Serving as Editor-in-Chief at the GT since 2005, McInally is widely liked and respected in Corvallis. These last few years, he was essentially doing the jobs of at least four people: Editorships at both the Gazette-Times and Democrat-Herald, supervising weekly papers in Philomath and Lebanon, and acting as both editor and chief local contributing writer at The E. The story announcing the layoff reported that the position of editor had been eliminated.
Let us be clear: you cannot run a newspaper, any newspaper, without an editor. Our view is that Lee Enterprises, a media conglomerate run from out of state, is culpable in the demise of the news industry, and a downright menace to our community.
In the last year, Lee has laid off many local reporters, closed its Corvallis GT office, and turned our daily paper into a delocalized shell of its former self. All while touting their subscriptions as a support for “local” journalism. Meanwhile, mounting case studies show that local newsrooms and good writing are turning it around at local papers around the country, so long as they get their hands on the funding to do so.
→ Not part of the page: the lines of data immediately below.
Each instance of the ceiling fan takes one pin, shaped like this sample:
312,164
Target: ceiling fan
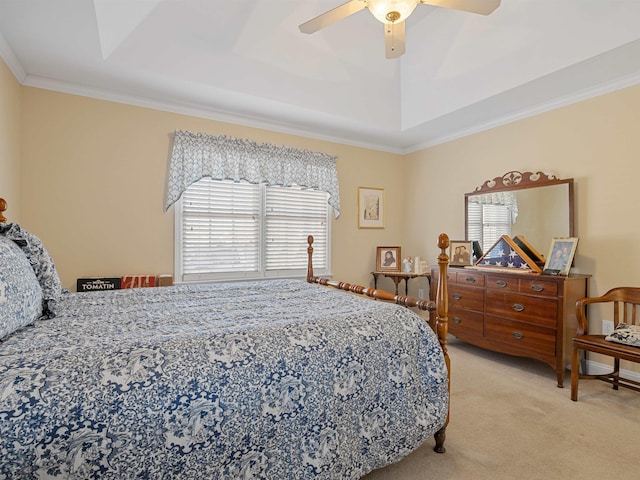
393,13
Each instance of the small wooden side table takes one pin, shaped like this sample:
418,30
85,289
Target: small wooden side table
397,277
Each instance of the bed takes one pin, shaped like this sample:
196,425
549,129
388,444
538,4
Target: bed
285,380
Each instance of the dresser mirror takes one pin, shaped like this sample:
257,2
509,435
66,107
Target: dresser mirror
536,206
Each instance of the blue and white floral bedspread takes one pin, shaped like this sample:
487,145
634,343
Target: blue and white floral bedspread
275,380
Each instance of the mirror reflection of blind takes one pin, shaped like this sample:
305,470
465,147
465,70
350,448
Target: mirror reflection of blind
488,222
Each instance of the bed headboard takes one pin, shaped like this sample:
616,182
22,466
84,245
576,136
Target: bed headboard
3,207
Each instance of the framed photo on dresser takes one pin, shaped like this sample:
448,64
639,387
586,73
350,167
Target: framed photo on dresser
461,253
560,256
388,259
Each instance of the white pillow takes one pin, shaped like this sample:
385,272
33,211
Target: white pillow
626,334
20,291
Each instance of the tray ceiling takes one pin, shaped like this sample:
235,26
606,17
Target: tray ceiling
246,62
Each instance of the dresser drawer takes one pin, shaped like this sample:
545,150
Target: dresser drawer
539,287
527,284
465,323
469,298
521,335
470,278
502,283
538,310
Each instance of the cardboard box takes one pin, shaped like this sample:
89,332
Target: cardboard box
97,284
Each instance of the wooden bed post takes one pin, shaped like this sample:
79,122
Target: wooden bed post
440,306
3,207
442,325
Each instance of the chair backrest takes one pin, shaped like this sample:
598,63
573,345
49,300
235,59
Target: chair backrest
625,304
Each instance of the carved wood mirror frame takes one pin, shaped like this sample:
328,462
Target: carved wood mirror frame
515,180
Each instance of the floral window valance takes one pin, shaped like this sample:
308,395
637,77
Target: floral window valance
508,199
197,155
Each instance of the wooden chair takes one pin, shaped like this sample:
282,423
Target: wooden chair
624,302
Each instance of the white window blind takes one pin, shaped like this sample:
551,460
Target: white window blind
488,222
230,230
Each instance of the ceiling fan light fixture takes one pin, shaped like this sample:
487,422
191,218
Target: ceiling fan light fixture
392,11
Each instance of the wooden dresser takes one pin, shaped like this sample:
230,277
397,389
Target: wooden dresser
523,314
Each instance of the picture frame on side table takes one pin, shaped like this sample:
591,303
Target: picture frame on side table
388,259
461,253
370,207
560,256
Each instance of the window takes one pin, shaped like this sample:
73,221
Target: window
488,222
236,230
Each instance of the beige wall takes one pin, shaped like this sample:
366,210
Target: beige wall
93,186
596,142
10,135
99,168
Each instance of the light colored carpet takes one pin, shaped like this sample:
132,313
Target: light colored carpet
509,420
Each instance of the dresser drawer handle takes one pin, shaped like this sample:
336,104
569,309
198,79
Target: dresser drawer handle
518,307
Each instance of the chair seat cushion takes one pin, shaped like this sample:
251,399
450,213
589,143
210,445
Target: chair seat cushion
626,334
As it turns out, people still want to know about the intersections most likely to kill them, and who is responsible for dragging their feet in fixing such things – and they’d rather not be bored to tears reading about it.
It’s not like Lee doesn’t have the money to uphold the editor position. Warren Buffett’s Berkshire-Hathaway has been pumping dollars Lee’s way since at least 2012. So, what gives, you may be asking. If you visit the Lee Enterprises website, click on About, then click Executive Team, all but one member is essentially from either advertising, IT, or finance.
On a very basic level, the people running Lee Enterprises don’t know they’re running a community trust. They believe they’re selling billboards that are thrown on driveways. It’s a failure of moral imagination — this abdication of the imperative to be interesting and useful, and we suspect it will eventually catch up with Lee’s financial wellbeing, too.
In the interim, our community loses yet another important and compelling voice — and in this instance, we believe, needlessly.